In einem Interview sagtest du einmal, du seist stressresistent. Wie lange kann das gut gehen?

Damit ist gemeint, dass ich sehr lange einfach nicht gestresst bin, daher sehe ich da keine Gefahr der Überlastung oder sowas. Meine Arbeit macht mir (meistens) Spaß und belastet mich nicht anders als die der meisten Leute, obwohl mein Pensum beziehungsweise Grad der Verantwortung sicher ein anderer ist. Und selbst wenn ich mal an meine Grenzen gerate, hab ich ja die Freiheit, darauf zu reagieren und mir zum Beispiel frei zu nehmen.

Ihr startet einen Modescanner. Wie soll sich Inspo von der Konkurrenz abheben?

Zum einen sind wir technologisch dem Markt voraus. Bilderkennung ist immer noch Forschungsgebiet und nichts, was man so nebenbei mitentwickelt. Wir haben sehr lange mit finanzieller Unterstützung der IBB an der Technologie gefeilt und meiner Meinung nach die beste Trefferquote bei Kleidungsstücken, Muster, Textur et cetera. Unser Tech-Team ist nicht nur super-smart, sondern auch kreativ – es ist wichtig, in der Forschung um die Ecke zu denken. Zweitens ist das Thema Fashion unsere Leidenschaft. Ich glaube, man sieht Inspo und dem, was jetzt noch kommt, an, dass unser Marketing-Team für die Mode lebt und seine ganze Leidenschaft und Erfahrung in die Produkte einbringt.

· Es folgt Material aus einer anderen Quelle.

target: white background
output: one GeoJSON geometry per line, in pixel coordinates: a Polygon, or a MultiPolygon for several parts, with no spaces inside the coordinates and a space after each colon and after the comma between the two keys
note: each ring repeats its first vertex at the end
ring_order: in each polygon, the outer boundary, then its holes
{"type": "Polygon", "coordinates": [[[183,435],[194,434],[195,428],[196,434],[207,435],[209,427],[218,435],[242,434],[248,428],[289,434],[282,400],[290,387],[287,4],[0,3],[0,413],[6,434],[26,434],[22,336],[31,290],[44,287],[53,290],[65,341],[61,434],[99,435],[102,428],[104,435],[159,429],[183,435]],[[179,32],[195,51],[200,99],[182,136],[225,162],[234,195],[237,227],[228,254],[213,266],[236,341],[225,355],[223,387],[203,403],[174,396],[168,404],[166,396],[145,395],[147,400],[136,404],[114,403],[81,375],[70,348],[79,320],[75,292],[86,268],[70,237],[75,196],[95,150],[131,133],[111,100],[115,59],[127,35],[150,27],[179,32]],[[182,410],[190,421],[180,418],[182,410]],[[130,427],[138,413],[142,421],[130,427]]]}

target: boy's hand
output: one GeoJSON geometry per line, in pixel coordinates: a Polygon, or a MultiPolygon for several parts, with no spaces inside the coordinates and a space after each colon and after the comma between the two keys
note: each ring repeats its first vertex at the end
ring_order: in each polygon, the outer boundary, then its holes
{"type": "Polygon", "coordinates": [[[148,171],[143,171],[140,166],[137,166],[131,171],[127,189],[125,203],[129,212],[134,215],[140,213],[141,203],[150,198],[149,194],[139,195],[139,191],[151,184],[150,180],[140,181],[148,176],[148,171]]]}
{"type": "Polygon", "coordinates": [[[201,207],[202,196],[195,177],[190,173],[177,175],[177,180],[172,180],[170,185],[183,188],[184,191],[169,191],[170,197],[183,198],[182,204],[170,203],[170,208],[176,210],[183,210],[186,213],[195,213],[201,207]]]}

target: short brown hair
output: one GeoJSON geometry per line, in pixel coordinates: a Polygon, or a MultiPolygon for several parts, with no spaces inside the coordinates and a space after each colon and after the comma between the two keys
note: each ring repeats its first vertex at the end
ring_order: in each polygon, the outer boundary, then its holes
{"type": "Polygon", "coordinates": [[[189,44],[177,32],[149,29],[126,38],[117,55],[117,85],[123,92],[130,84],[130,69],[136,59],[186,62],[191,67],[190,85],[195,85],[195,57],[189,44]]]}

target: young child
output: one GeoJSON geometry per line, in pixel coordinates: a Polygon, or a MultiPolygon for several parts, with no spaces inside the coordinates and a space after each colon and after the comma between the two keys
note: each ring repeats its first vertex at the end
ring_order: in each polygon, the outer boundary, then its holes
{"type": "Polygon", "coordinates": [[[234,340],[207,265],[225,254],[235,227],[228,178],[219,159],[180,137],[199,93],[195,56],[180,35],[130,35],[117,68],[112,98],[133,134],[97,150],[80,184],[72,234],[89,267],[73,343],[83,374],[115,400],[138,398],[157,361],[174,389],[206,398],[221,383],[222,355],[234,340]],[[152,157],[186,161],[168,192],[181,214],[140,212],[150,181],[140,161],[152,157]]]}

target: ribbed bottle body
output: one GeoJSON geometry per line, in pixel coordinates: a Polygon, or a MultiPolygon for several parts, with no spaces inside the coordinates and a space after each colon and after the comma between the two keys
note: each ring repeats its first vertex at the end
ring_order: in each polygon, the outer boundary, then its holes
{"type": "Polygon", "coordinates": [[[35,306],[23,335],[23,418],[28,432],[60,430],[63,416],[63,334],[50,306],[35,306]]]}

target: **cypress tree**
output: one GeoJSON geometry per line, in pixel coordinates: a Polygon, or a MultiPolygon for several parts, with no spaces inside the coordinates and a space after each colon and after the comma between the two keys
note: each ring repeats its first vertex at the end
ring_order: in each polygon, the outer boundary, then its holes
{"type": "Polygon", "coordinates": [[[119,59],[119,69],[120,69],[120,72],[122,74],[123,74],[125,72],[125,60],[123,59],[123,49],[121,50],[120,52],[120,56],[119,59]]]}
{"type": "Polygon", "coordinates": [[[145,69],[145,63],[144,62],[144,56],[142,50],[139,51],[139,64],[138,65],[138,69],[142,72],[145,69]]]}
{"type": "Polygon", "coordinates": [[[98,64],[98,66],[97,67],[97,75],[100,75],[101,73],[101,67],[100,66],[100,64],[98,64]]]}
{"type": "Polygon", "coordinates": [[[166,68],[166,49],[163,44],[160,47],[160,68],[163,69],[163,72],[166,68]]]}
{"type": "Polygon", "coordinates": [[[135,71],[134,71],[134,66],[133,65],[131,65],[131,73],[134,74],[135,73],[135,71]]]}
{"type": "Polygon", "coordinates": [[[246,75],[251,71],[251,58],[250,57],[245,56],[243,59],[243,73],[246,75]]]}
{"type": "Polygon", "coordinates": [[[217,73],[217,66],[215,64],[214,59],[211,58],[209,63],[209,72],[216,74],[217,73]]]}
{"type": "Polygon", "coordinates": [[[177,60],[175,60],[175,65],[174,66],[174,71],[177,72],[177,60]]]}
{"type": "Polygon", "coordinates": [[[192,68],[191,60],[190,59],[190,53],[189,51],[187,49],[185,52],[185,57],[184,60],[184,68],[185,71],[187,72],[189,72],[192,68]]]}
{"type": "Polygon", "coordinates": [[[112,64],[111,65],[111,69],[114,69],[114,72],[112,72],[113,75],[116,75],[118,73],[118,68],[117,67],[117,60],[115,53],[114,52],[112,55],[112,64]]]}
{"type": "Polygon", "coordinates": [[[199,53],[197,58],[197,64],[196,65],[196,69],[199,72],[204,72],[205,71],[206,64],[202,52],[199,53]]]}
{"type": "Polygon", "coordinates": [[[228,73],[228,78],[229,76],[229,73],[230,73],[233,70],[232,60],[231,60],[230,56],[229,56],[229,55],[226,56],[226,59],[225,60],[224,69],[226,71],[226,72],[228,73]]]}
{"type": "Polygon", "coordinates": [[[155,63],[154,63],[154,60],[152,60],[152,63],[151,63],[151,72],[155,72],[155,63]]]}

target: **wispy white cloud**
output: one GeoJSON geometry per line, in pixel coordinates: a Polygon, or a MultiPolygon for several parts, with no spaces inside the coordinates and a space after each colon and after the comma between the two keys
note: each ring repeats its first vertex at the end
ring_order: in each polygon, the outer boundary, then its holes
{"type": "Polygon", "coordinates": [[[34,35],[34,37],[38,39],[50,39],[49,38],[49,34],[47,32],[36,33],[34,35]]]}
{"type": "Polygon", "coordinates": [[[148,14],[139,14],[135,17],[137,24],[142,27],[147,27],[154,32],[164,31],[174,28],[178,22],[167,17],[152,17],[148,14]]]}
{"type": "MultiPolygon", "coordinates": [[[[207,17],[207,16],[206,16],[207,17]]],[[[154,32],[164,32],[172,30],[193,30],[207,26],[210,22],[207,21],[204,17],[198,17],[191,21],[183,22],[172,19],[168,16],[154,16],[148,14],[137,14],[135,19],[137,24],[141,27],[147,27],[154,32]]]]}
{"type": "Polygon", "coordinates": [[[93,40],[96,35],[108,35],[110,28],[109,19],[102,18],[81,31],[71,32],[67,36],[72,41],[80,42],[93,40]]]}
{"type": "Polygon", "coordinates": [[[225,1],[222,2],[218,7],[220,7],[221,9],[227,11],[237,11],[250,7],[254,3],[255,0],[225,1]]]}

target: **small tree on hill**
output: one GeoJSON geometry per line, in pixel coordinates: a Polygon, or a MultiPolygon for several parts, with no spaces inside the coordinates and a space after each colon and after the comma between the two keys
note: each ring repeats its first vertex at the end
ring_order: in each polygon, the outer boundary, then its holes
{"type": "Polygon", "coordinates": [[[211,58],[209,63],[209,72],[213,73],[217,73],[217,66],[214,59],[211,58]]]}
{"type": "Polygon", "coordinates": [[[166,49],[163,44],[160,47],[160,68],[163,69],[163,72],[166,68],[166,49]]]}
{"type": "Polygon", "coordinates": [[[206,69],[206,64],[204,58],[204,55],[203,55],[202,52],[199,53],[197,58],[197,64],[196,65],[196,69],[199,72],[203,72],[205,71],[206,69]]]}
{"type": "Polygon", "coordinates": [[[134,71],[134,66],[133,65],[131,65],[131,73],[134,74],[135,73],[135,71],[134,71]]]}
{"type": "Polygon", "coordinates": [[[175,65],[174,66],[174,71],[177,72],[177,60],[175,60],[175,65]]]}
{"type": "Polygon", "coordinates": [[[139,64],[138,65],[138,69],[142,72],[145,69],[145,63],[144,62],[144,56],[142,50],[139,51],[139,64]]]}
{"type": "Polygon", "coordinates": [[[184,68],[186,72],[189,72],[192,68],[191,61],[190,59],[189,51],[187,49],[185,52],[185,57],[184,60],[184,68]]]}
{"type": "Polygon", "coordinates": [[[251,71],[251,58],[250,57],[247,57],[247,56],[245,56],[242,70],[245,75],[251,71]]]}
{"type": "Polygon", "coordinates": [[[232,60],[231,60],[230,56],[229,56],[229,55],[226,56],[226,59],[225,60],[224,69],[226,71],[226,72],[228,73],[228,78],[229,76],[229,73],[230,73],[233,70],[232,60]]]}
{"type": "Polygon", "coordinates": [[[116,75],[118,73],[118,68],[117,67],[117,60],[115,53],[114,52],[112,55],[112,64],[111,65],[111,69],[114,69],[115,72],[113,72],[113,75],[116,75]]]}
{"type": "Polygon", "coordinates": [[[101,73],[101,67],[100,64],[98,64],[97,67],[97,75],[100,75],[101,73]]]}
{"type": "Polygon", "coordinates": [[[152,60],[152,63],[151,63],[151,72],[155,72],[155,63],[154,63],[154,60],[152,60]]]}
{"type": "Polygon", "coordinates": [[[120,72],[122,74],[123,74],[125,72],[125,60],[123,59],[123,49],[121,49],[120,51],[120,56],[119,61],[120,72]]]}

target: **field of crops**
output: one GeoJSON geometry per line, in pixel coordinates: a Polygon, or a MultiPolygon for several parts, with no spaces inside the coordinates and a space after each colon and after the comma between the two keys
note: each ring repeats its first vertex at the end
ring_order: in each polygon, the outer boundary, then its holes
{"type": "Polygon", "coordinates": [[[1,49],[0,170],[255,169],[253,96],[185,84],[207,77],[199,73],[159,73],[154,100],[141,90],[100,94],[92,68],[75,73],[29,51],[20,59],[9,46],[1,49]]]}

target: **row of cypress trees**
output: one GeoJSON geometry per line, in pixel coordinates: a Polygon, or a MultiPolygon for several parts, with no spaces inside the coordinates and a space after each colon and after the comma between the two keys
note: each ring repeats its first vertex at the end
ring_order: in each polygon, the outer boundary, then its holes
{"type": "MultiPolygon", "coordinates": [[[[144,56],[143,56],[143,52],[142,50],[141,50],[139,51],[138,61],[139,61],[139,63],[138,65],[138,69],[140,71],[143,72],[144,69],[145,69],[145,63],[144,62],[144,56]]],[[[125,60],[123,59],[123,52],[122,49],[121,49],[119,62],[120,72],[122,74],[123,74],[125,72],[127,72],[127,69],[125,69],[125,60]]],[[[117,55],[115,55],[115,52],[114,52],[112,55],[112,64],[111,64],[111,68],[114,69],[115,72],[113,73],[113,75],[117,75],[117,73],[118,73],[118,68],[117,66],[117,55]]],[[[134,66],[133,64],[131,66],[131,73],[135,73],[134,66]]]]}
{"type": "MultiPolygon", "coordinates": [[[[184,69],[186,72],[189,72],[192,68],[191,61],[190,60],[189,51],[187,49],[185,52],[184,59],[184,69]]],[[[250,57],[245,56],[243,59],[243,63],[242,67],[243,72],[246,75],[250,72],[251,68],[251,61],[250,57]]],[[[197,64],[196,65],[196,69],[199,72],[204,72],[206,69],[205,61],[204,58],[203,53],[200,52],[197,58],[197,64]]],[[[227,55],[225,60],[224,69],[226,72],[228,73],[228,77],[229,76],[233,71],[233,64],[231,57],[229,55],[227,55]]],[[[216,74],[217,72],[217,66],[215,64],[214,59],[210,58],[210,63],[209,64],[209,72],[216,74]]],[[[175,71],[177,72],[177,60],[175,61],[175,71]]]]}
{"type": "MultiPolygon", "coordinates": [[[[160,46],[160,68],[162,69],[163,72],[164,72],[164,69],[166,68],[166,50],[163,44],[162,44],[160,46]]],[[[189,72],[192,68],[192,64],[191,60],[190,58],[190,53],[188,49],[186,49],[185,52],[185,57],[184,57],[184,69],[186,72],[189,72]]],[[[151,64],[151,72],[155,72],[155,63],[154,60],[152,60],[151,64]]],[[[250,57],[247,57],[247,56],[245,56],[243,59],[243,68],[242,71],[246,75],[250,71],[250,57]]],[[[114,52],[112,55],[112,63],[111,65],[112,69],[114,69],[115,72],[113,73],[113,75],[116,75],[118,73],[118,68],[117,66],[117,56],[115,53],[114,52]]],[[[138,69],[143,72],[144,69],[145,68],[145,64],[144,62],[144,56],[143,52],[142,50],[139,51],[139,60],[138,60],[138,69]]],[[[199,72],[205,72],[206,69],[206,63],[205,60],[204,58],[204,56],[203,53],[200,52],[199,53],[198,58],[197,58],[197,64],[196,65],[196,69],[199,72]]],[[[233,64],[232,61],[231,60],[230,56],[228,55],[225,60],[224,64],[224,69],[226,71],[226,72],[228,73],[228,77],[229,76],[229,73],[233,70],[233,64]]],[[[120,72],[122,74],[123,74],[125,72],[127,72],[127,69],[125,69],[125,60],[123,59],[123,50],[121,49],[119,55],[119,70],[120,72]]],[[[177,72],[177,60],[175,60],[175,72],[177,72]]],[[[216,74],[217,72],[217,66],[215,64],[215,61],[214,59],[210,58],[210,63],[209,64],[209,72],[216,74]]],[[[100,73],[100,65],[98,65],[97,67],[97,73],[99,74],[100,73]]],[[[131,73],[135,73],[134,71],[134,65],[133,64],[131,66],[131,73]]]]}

Und zu guter Letzt haben wir durch Maryme Zugriff auf einen riesigen Katalog an Produktdaten aus allen Preissegmenten. Natürlich handpicked, aber mit einer riesigen Vielfalt. Wenn wir einen Artikel im Katalog haben, finden wir ihn auch, anonsten findet sich sicherlich ein sehr ähnlicher Match. Das geht nur mit sehr viel Daten, die von unseren Bilderkennungs-Tools automatisiert aufbereitet werden.